Ofer sighs. “Honestly, Mom, I have no clue.”
She quickly returns from her contemplations. “I’m not taking my cell. I don’t want to be found.”
“Not even by me?” he asks in a suddenly thin, stripped voice.
“Not even you. No one,” Ora replies sadly. The vague notion gains clarity inside her. The whole time he’s there, she cannot be found. That’s the thing. That’s the law. All or nothing, like a kid’s oath, a crazy gamble on life itself.
“But what if something really does happen to me?” he yells, protesting this incomprehensible, shocking disruption of order.
“No, no, nothing will happen to you, I’m telling you, I know it. I just have to disappear for a while, please understand. Actually, you know what? I don’t expect you to understand. Just pretend I took a trip abroad”—like Dad did, she manages not to say.
“Now? Now you’re going abroad? At a time like this? At war?”
He is almost begging, and she moans, and her body and soul are transfixed on one point, on his mouth finding its way to her nipple.
She wrenches her gaze away from that mouth. It’s for his own good. She’s leaving him for his own good. But he won’t understand. “I have to go.” She repeats the words again and again like an oath, with a furrowed brow. She is denying him, she is doing this for him, she doesn’t fully understand it either, but she’s feels it strongly—
And how is it that I’m loyal to them, to the ones sending him there — she finally extricates something from the fog in her brain — more than to my motherhood?

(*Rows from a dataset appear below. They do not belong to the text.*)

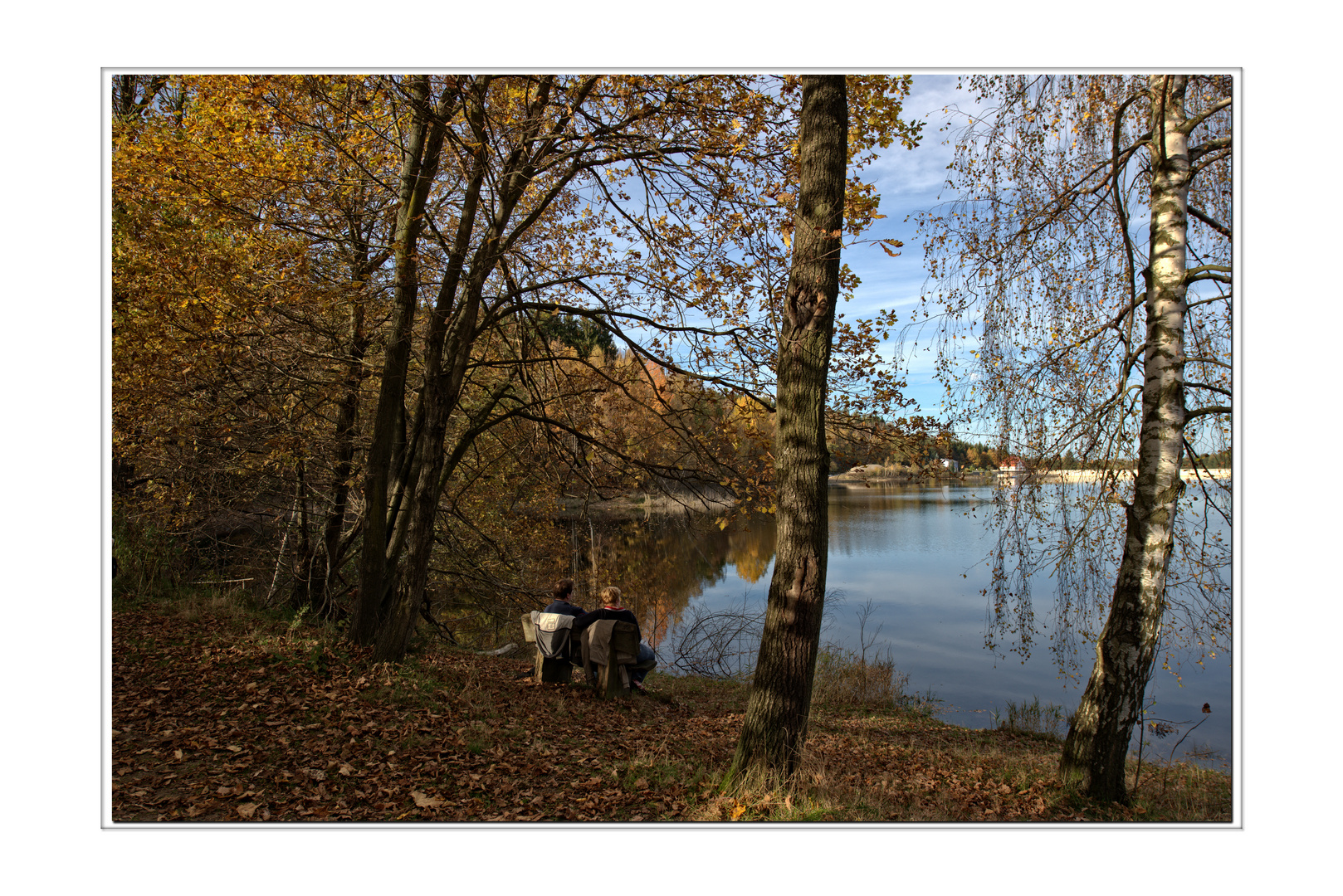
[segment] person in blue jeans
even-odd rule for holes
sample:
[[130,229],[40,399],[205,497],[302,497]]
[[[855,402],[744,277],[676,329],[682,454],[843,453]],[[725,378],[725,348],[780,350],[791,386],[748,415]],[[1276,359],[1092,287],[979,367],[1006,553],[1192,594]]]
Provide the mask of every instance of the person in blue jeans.
[[[594,610],[592,613],[584,613],[583,615],[573,619],[573,634],[571,638],[577,638],[583,634],[583,630],[599,619],[615,619],[618,622],[631,622],[634,627],[639,627],[639,621],[635,615],[620,606],[620,590],[614,584],[608,584],[602,588],[599,595],[602,598],[602,607]],[[653,666],[645,665],[653,661],[653,666],[657,665],[657,654],[653,653],[653,647],[643,643],[643,635],[639,634],[639,665],[642,669],[630,670],[630,682],[634,685],[635,690],[643,690],[643,678],[653,672]]]

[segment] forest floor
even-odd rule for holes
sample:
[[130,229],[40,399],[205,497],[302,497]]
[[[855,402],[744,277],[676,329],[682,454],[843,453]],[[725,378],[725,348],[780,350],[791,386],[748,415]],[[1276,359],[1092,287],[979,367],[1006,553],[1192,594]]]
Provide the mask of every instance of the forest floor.
[[530,647],[372,664],[224,598],[111,622],[114,823],[1232,821],[1229,775],[1144,764],[1131,805],[1099,805],[1056,737],[900,708],[818,707],[794,794],[728,791],[741,684],[654,672],[602,701],[533,681]]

“Listen, Ofer, listen to me, don’t shout at me. Listen!” She cuts him off, and something in her voice must frighten him, introducing an unfamiliar coolness of authority. “Don’t fight with me now. I have to leave for a while. I’ll explain it, but not now. I’m doing this for you.”

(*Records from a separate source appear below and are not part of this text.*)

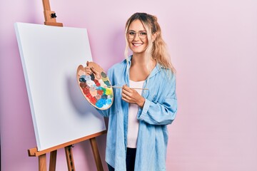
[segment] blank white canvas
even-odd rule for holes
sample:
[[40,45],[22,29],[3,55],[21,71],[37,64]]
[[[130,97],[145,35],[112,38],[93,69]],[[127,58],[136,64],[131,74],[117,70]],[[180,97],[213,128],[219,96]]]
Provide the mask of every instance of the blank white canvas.
[[39,150],[105,130],[83,96],[76,69],[92,61],[86,28],[16,23]]

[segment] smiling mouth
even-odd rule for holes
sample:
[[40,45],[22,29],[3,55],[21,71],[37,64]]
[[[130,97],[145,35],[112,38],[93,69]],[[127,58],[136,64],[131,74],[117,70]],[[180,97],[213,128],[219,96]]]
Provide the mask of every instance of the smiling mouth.
[[132,43],[134,46],[141,46],[143,43]]

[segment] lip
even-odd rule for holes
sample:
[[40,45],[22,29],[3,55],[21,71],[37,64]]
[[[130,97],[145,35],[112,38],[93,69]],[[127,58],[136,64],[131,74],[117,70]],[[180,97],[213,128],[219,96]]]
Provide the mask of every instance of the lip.
[[133,46],[136,46],[136,47],[143,45],[143,43],[132,43],[132,44]]

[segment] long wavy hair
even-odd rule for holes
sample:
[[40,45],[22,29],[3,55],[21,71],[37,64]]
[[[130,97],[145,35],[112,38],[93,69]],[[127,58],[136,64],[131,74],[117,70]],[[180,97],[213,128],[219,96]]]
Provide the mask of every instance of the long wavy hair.
[[[155,60],[162,67],[171,69],[173,73],[176,70],[173,66],[171,57],[168,52],[166,44],[161,36],[161,30],[160,25],[157,21],[157,17],[146,13],[135,13],[126,21],[125,28],[126,48],[125,58],[127,58],[128,55],[128,41],[127,31],[130,24],[135,20],[139,20],[147,32],[147,38],[148,45],[146,49],[146,59],[148,63],[151,58]],[[156,39],[152,40],[152,35],[156,33]]]

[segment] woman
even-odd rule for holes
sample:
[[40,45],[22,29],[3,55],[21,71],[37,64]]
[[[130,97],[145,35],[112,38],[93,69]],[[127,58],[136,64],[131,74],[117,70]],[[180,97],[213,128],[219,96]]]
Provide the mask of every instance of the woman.
[[166,170],[166,125],[177,110],[175,70],[156,17],[136,13],[125,33],[126,59],[108,71],[122,89],[114,88],[111,107],[99,110],[109,118],[106,161],[109,170]]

“For me? How is it for me?”
She almost says, When you’re older you’ll understand, but in fact she knows it’s the opposite: When you’re younger you’ll understand, when you’re a little boy again, making ridiculous bargains with frightening shadows and nightmares, then maybe you’ll understand.

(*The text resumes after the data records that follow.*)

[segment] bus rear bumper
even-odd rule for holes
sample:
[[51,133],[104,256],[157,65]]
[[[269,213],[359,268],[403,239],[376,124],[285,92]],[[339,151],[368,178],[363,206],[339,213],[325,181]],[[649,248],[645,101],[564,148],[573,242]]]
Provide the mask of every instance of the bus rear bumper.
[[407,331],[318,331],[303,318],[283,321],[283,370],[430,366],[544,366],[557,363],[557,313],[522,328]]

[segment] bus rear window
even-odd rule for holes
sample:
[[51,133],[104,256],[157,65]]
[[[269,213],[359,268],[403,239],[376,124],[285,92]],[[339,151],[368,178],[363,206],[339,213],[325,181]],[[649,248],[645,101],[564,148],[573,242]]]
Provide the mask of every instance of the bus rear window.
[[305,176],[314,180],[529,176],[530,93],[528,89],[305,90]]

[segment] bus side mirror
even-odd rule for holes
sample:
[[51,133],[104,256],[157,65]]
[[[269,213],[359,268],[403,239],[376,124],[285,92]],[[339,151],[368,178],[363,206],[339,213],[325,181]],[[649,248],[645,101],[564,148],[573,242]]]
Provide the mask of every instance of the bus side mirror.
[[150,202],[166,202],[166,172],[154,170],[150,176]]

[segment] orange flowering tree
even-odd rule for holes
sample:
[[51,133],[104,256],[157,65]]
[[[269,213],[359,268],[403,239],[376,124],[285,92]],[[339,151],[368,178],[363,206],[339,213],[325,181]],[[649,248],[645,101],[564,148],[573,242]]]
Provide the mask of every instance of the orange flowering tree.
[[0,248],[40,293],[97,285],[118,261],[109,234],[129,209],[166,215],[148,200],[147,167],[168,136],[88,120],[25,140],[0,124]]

And now it’s decided. She has to obey this thing that instructs her to get up and leave home, immediately, without waiting even one minute. She cannot stay here. And in some strange and confusing way, this thing seems to be her maternal instinct, which she thought had dulled, and upon which so many doubts had lately been cast.
“Promise me you’ll take care of yourself,” she says softly, trying to hide the rigid decisiveness emerging behind her eyes. “And don’t do anything stupid, d’you hear me? Be careful, Ofer, don’t hurt anyone there, and don’t get hurt, and know that I’m doing this for you.”